Solid cylinders of radii `r_(1),r_(2)` and `r_(3)` roll down an inclined plane from the same place simultaneously. `r_(1)gtr_(2)gtr_(3)`, which one would reach the bottom first

To determine which solid cylinder reaches the bottom of the inclined plane first, we need to analyze the relationship between the radius of the cylinders and their moments of inertia, as well as how these factors affect their acceleration down the incline. ### Step-by-Step Solution: 1. **Understanding the Problem**: We have three solid cylinders with radii \( r_1, r_2, \) and \( r_3 \) such that \( r_1 > r_2 > r_3 \).
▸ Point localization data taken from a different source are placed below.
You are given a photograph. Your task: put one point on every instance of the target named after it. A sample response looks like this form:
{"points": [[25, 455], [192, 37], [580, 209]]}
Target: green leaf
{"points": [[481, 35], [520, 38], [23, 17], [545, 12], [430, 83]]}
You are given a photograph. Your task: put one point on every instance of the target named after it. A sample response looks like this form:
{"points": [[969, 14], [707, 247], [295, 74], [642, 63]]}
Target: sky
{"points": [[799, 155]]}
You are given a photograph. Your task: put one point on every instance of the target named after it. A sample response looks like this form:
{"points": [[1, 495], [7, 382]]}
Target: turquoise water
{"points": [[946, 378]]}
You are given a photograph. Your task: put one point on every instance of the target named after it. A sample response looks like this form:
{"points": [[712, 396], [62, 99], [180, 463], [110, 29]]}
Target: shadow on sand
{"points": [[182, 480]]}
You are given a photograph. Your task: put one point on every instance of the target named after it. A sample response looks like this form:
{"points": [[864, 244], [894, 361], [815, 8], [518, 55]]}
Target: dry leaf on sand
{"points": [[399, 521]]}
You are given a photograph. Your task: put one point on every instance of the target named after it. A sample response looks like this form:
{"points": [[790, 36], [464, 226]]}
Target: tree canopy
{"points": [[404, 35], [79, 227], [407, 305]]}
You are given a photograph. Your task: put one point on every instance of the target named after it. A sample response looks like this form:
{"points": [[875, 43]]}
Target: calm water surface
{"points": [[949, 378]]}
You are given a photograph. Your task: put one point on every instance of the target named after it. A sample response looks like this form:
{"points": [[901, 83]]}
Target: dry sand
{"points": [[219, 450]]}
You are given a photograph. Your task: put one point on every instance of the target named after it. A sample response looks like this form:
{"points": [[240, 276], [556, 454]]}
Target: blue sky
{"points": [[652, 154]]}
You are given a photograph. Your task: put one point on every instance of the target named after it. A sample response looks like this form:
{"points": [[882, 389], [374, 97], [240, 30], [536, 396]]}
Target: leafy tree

We need to find out which cylinder reaches the bottom of the incline first. 2. **Moment of Inertia**: The moment of inertia \( I \) for a solid cylinder about its axis is given by the formula: \[ I = \frac{1}{2} m r^2 \] where \( m \) is the mass of the cylinder and \( r \) is its radius. 3. **Acceleration on the Incline**: When a solid cylinder rolls down an incline, its acceleration \( a \) can be expressed as: \[ a = \frac{g \sin \theta}{1 + \frac{I}{m r^2}} \] Substituting the moment of inertia for a solid cylinder: \[ a = \frac{g \sin \theta}{1 + \frac{\frac{1}{2} m r^2}{m r^2}} = \frac{g \sin \theta}{1 + \frac{1}{2}} = \frac{g \sin \theta}{\frac{3}{2}} = \frac{2g \sin \theta}{3} \] 4. **Comparing Accelerations**: Since the acceleration is affected by the moment of inertia, we can see that: \[ a \propto \frac{1}{1 + \frac{I}{m r^2}} \propto \frac{1}{1 + \frac{1}{2}} = \frac{2}{3} \] This means that the larger the moment of inertia, the smaller the acceleration. 5. **Determining Moment of Inertia for Each Cylinder**: - For cylinder 1 (radius \( r_1 \)): \( I_1 = \frac{1}{2} m r_1^2 \) - For cylinder 2 (radius \( r_2 \)): \( I_2 = \frac{1}{2} m r_2^2 \) - For cylinder 3 (radius \( r_3 \)): \( I_3 = \frac{1}{2} m r_3^2 \) Since \( r_1 > r_2 > r_3 \), it follows that: \[ I_1 > I_2 > I_3 \] 6. **Relating Acceleration to Moment of Inertia**: The acceleration is inversely proportional to the moment of inertia: \[ a_1 < a_2 < a_3 \] This indicates that the cylinder with the smallest moment of inertia (which corresponds to the smallest radius) will have the greatest acceleration. 7. **Conclusion**: Since \( r_3 \) is the smallest radius, it has the smallest moment of inertia and thus the largest acceleration. Therefore, the cylinder with radius \( r_3 \) will reach the bottom of the incline first. ### Final Answer: The cylinder with radius \( r_3 \) will reach the bottom first.